Se não fosse o encontro repentino com o sádico Napoleão, militar que desertou das forças de controle epidêmico, os dois morreriam naquela tentativa de fuga. Atraído pela fumaça que subia da montanha, o soldado seguiu os rastros do acampamento sem dificuldade. Com a MP5 ele alvejou alguns carniceiros que se aproximavam da mãe e seu filho.

O herói, entretanto, se mostraria como escória. Depois da fuga, o militar cobrou a dívida de vida, de sangue. O corpo da jovem mulher era o prêmio por sua bravura. Enquanto passavam por uma BR, o homem a quis tomar com força. Joana se debelou, e Natanael tentava o impedir de alguma forma.

Um soco lhe acertou em cheio o rosto, as vistas escureceram, Joana se esforçou para não perder os sentidos. Pesadelo. Ela sentia o zíper da calça sendo aberto, sentia as mãos de Napoleão sobre seu corpo. Ele falava coisas terríveis. O ato seria consumado se um grupo de carniceiros não tivesse assobiado. A caça começara.

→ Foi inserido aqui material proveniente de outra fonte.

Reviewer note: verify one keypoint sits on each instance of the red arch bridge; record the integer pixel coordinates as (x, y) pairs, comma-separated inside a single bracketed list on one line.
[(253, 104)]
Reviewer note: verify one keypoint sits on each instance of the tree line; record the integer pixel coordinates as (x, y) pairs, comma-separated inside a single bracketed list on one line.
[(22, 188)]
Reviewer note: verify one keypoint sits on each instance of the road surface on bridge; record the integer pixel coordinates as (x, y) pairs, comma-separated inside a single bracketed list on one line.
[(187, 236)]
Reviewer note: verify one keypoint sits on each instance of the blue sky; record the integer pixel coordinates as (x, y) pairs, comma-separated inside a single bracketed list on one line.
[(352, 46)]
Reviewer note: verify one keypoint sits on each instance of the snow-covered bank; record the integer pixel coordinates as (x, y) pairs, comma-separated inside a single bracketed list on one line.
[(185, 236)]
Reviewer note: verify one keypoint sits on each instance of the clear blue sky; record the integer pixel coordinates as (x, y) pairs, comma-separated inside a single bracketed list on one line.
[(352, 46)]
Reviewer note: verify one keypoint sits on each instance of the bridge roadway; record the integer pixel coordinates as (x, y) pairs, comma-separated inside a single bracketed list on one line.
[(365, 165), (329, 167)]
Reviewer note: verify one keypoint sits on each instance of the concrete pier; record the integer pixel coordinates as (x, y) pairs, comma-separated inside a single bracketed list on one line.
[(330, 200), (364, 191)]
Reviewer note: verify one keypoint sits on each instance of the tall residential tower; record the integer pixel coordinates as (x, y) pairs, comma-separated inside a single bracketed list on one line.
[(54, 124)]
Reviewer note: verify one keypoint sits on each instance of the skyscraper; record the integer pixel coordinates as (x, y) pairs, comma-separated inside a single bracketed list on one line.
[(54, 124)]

O militar deixou a insanidade de lado e correu. Deixou para trás Joana e seu filho. Ainda atordoada, se levantou do ataque e puxou Natanael para algum lugar. Não sabia discernir para qual. O objetivo era se esconder do grupo caçador. Ao longe ela ouvia tiros e gritos. Era Napoleão.

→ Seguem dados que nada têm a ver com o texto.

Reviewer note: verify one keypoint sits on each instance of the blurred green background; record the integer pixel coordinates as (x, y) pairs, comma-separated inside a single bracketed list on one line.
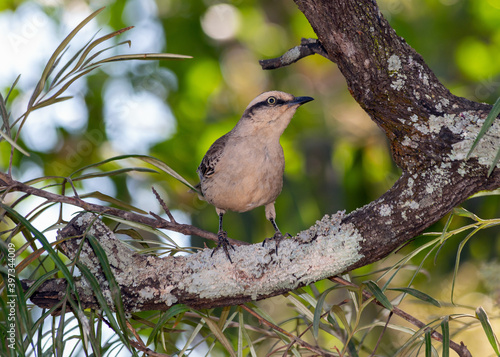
[(336, 158)]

A intuição dela soou. Algum carro seria o refúgio dela e do filho. Viram um Doblò de vidros peliculados com a porta aberta, apressados eles entraram e se trancaram. A adrenalina fazia seu corpo tremer. Será que ali seria o fim?

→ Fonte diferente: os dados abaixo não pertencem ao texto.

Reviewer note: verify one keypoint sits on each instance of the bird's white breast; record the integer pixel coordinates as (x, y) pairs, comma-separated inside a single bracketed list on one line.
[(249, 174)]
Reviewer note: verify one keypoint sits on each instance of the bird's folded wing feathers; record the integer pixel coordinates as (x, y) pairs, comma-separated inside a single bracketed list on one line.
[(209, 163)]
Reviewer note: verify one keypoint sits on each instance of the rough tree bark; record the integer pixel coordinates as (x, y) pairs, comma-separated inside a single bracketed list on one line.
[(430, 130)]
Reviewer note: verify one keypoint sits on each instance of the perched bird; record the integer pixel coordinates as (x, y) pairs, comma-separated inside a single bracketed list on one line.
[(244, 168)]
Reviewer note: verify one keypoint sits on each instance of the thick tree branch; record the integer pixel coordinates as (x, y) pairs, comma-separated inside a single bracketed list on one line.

Ou um milagre aconteceria?

O menino pediu por água. A mãe o reprimiu com um som de silêncio. Depois procurariam por mantimentos. Naquele momento, todavia, os grunhidos das criaturas pareciam circundar o carro. Uns grasnavam, outros assobiavam de um jeito maléfico. Era uma orquestra saída do inferno.

As horas passaram e os carniceiros também. Dentro do carro o calor sufocava mãe e fiho. Saíram no cair da tarde, aliviados, com sede e fome. O jeito era caminhar para achar outro lugar para descansar antes de chorar o luto pela família e amigos que perderam.

Joana estava atenta e viu a silhueta de um homem que carregava uma metralhadora. Temeu que fosse Napoleão. Boa sorte. A silhueta logo entrou na mata e desapareceu. O menino Natanael tinha sede e resmungou para a mãe que não tomaram nada desde a fuga. Ela assentiu. Caminharam cidade adentro e entraram em um supermercado. Descobriram ali certa fartura. Havia em algumas prateleiras biscoitos, doces, grãos, e na seção de hortifrúti, ovos, legumes e frutas ainda não podres.

Estavam abastecidos e tranquilos por algum tempo. Exceto por uma coisa: a silhueta de um homem voltara a aparecer.